5 BC residents did not have to pay for medically necessary visits to a physician. However, starting in January 2002, the Ministry of Health ceased to pay for chiropractic, massage therapy, naturopathy, physical therapy, and nonsurgical podiatry services in most patients. To ensure that these changes did not affect our analysis, we excluded visits for those services from both the pre- and postpolicy data. Some patients might have had private insurance coverage for prescription drugs and/or supplemental medical services, such as podiatry and optometry. We did not have access to private insurance data. Private insurance might have introduced bias if the controls had different insurance coverage than the policy intervention groups. The primary analysis used an identically defined historical control group, which would have been expected to have avoided such bias. Any bias from private insurance data in these analyses, if it existed, was expected to have been toward the null because these patients would have had more coverage than we observed.

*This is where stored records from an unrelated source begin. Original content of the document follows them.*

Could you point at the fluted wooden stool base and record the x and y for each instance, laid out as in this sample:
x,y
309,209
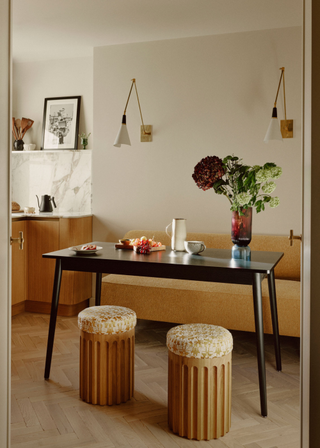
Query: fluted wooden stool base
x,y
106,367
199,396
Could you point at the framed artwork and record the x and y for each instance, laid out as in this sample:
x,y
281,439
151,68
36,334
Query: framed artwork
x,y
60,126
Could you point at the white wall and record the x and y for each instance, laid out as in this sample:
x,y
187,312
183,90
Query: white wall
x,y
35,81
204,96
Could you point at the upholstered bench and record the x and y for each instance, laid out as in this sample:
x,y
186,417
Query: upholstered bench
x,y
199,381
230,306
107,354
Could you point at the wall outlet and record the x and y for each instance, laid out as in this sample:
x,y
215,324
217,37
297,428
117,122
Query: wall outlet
x,y
146,137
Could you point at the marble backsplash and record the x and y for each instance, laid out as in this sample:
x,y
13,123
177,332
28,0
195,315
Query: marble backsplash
x,y
66,175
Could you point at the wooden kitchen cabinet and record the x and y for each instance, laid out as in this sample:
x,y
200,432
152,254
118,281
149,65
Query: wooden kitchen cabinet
x,y
47,235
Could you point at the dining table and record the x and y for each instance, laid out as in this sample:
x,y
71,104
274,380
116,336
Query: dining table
x,y
212,265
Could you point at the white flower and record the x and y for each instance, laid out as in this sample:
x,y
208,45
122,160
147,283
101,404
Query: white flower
x,y
243,198
275,172
269,187
262,175
274,202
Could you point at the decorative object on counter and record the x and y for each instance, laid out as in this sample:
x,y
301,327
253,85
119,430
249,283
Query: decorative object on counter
x,y
194,247
19,129
29,147
145,130
245,187
15,207
84,139
274,132
179,234
61,122
46,203
18,145
29,210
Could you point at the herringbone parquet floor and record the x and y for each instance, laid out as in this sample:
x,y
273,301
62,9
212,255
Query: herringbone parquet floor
x,y
50,414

This study found that a combined deductible and coinsurance drug plan was associated with increased adverse health outcomes among these older users of inhaled medications. Increased discontinuation of use of inhaler medications was the apparent causal intermediary to increased emergency CAE hospitalizations. From a health plan’s perspective, a coinsurance policy would be preferable to a copayment policy because patient cost-sharing amounts automatically increase as prices increase. From a patient’s perspective, however, coinsurance payments become less affordable as prices increase, and a deductible that exposes patients to a period of no drug coverage may be particularly risky. Two modifications that could reasonably be expected to make these types of polices better tolerated would be to fully cover ≥1 drug in each essential therapeutic class, similar to reference drug programs,
5 and/or allowing enrollees to pay their deductibles in installments so that they receive some coverage at all times during the year. BC has already implemented the latter option. Covering one essential drug in each class is also likely to reduce morbidity and insurance plan costs.